PARIS : L’État français risque de devoir payer une somme record de 20 millions d'euros d'astreinte pour n'avoir pas agi assez rapidement contre la pollution de l'air, qui cause des dizaines de milliers de morts chaque année en France.
L’État avait été condamné en août 2021 à verser 10 millions d'euros pour ne pas avoir renforcé suffisamment son dispositif contre la pollution, une décision portant alors sur le premier semestre 2021.
Le rapporteur public du Conseil d'Etat - dont les avis sont généralement, mais pas toujours, suivis par les juges - a demandé lundi le versement de 20 millions d'euros supplémentaires correspondant aux deux semestres suivants, jusqu'en juillet 2022.
Il a reconnu dans ses conclusions une amélioration "réelle" mais l’État a selon lui échoué à agir dans les délais "les plus courts possible" pour que la qualité de l'air s'améliore dans certaines métropoles.
La pollution, liée notamment au trafic automobile, représente un enjeu important de santé publique. "La mortalité liée à la pollution de l’air ambiant reste un risque conséquent en France avec 40 000 décès attribuables chaque année aux particules fines", soulignait Santé publique France l'an dernier.
Les Amis de la Terre, à l'origine de l'affaire, se sont félicités lundi d'avoir été pour l'essentiel suivis par le rapporteur, en attendant la décision des juges sous deux à trois semaines.
"C'est une astreinte d'un montant historique qui doit entraîner des réactions à la hauteur de la crise actuelle", a réagi Mathilde Manteaux, juriste de l'ONG.
"L’État ne va pas assez vite malgré toutes les crises qui s'enchaînent", sur le plan de la pollution comme du climat, a-t-elle estimé.
En matière climatique, deux décisions de justice distinctes, dans les dossiers dits de "Grande-Synthe" et de "l'Affaire du siècle" ont reconnu en 2021 les manquements de la France.
«Augmenter la pression»
Pour la pollution de l'air, une première décision remonte à juillet 2017. Le Conseil d’État avait alors enjoint à l'Etat de mettre en œuvre des plans de réduction des niveaux de particules fines PM10 ou de dioxyde d'azote (NO2, notamment associé au trafic routier) dans treize zones.
Les seuils de dioxyde d'azote sont encore dépassés à Paris, Lyon et Marseille, tandis que la situation s'est améliorée à Toulouse, mais de manière insuffisante, a estimé lundi le rapporteur.

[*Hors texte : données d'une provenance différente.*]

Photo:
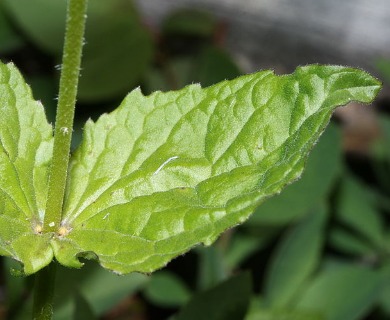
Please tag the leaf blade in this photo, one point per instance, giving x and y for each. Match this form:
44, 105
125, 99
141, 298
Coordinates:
25, 155
196, 162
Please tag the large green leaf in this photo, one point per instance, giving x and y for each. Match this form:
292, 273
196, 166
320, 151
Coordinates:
25, 154
322, 169
165, 172
118, 47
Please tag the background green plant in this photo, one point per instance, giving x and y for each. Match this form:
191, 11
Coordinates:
330, 233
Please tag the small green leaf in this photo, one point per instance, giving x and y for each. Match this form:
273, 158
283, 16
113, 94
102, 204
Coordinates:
296, 258
165, 172
166, 289
283, 315
356, 209
384, 299
100, 288
227, 301
350, 243
25, 154
82, 309
343, 292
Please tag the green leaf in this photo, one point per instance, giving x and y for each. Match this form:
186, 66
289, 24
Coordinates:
384, 299
166, 289
295, 259
101, 289
343, 292
283, 315
82, 309
322, 169
25, 154
227, 301
350, 243
356, 209
211, 268
165, 172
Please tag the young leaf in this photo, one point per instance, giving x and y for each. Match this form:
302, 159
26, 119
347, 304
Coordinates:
25, 154
165, 172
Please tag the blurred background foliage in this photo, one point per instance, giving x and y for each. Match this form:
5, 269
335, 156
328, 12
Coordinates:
319, 250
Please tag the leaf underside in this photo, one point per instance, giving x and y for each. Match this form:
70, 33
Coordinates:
165, 172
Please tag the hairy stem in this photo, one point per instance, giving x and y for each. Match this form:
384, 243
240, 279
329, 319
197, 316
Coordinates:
71, 59
43, 293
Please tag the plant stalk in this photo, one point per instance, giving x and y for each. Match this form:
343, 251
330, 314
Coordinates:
43, 293
71, 60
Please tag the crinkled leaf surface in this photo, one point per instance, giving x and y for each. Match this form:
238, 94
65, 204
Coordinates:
25, 154
165, 172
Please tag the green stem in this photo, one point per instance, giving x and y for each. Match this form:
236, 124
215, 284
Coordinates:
71, 60
43, 293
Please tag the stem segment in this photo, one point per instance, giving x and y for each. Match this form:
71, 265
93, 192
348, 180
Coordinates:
71, 60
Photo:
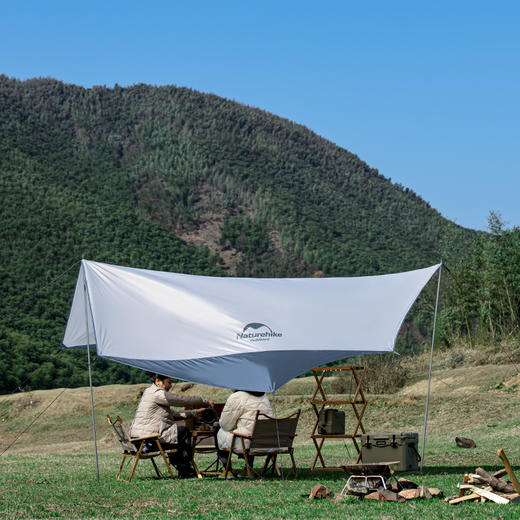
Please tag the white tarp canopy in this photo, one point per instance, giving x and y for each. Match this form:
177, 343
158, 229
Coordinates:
243, 333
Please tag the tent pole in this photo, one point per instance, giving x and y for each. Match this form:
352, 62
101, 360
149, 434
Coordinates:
430, 368
90, 383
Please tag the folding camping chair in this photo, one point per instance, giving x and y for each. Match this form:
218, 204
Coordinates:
133, 449
271, 437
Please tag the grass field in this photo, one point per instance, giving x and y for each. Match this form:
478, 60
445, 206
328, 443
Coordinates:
36, 481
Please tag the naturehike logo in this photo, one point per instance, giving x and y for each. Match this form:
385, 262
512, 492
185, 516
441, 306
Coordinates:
258, 332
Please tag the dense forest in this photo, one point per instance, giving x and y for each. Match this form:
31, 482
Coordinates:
172, 179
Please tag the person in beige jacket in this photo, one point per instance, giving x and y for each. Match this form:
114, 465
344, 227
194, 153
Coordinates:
239, 415
154, 416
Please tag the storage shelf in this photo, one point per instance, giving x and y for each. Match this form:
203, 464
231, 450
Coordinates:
355, 406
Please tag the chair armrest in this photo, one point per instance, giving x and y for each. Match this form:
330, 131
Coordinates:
243, 435
133, 439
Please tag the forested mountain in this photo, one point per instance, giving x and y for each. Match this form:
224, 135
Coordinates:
172, 179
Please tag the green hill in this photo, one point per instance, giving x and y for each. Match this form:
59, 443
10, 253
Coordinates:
172, 179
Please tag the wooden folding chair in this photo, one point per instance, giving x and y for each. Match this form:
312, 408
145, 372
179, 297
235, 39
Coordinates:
133, 449
271, 437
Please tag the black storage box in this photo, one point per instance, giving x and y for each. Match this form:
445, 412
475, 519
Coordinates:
390, 447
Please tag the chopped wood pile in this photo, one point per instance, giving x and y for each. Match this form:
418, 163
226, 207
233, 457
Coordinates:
484, 487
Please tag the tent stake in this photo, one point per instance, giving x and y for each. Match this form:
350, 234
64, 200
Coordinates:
90, 384
430, 369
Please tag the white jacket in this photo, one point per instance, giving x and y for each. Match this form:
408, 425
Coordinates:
239, 415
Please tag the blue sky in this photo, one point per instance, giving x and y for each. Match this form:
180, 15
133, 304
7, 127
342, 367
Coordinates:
426, 92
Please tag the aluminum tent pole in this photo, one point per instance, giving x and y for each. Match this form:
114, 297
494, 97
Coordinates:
430, 369
90, 382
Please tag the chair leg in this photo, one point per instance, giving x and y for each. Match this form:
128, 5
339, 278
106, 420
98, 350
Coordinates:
246, 458
266, 465
156, 468
135, 466
123, 460
195, 467
230, 453
294, 464
166, 461
275, 466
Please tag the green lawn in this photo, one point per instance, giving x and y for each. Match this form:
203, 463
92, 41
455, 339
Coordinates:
53, 486
482, 403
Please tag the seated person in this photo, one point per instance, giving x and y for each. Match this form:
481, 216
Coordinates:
239, 415
154, 416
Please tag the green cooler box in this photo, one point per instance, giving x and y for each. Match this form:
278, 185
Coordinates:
388, 447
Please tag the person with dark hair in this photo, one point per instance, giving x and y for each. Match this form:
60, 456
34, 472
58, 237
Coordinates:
239, 415
154, 416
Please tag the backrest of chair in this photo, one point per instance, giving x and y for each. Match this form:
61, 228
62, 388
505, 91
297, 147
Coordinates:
121, 433
270, 432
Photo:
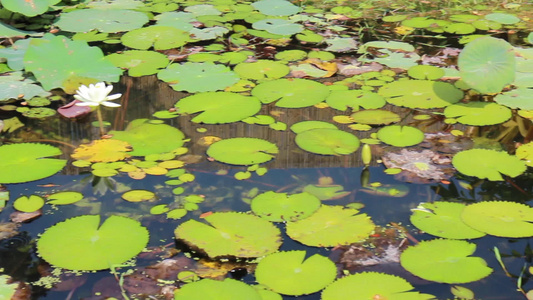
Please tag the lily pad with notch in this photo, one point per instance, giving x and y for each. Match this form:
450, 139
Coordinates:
490, 164
219, 107
225, 235
101, 245
291, 273
291, 93
242, 151
446, 261
500, 218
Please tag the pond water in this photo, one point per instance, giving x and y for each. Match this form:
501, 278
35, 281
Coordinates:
315, 171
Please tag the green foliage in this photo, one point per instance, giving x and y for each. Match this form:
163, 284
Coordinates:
490, 164
443, 219
487, 64
56, 60
368, 285
225, 235
193, 77
290, 273
27, 162
280, 207
242, 151
147, 138
499, 218
318, 230
108, 20
446, 261
101, 246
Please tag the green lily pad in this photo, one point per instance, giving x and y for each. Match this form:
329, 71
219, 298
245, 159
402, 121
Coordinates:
226, 235
28, 204
375, 117
421, 93
192, 77
101, 245
425, 72
503, 18
290, 273
160, 37
500, 218
487, 64
478, 113
355, 99
112, 20
400, 136
219, 107
280, 207
484, 163
147, 138
278, 26
229, 289
327, 141
443, 219
56, 60
519, 98
262, 69
291, 93
446, 261
139, 63
28, 8
371, 285
27, 162
308, 125
276, 7
242, 151
331, 226
64, 198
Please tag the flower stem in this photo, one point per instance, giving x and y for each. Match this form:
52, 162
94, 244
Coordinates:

L'agglomération de Grenoble -épinglée par la dernière décision du Conseil d’État en 2021- ne présente en revanche plus de dépassement de la valeur limite.
Le rapporteur a reconnu la mise en ouvre de politiques publiques pour réduire les sources de pollution, comme des mesures d'aide à l'achat de véhicules moins polluants ou l'interdiction de l'installation de nouvelles chaudières au fioul ou au charbon. Autre dispositif mis en exergue par le gouvernement: les zones à faible émissions (ZFE).
"Les choses globalement s'améliorent" et "le nombre de zones en dépassement tend à diminuer", a reconnu le rapporteur qui a toutefois relevé le long délai écoulé depuis la décision de 2017 pour demander une nouvelle astreinte équivalente à la précédente, soit 10 millions par semestre, sans minoration.
"Le fait qu'aucune solution définitive ne soit toujours proposée depuis tout ce temps n'est pas satisfaisant", a-t-il estimé.
Les sommes iraient notamment à des organismes publics luttant contre la pollution de l'air.
L'avocat du ministère de la Transition écologique Louis Boré a souligné les "progrès" réalisés et dit craindre qu'une astreinte aussi lourde n'envoie "un mauvais message".
"L’État souhaite que le montant soit raisonnable et le reflet des efforts déployés", a-t-il expliqué à l'issue de l'audience.
Du côté des Amis de la Terre, on vise déjà l'étape suivante. "On demande que le taux soit rehaussé à partir de la décision à venir, c'est-à-dire qu’il passe à 20 millions par semestre, pour continuer d'augmenter la pression", a déclaré Louis Cofflard, l'avocat de l'ONG.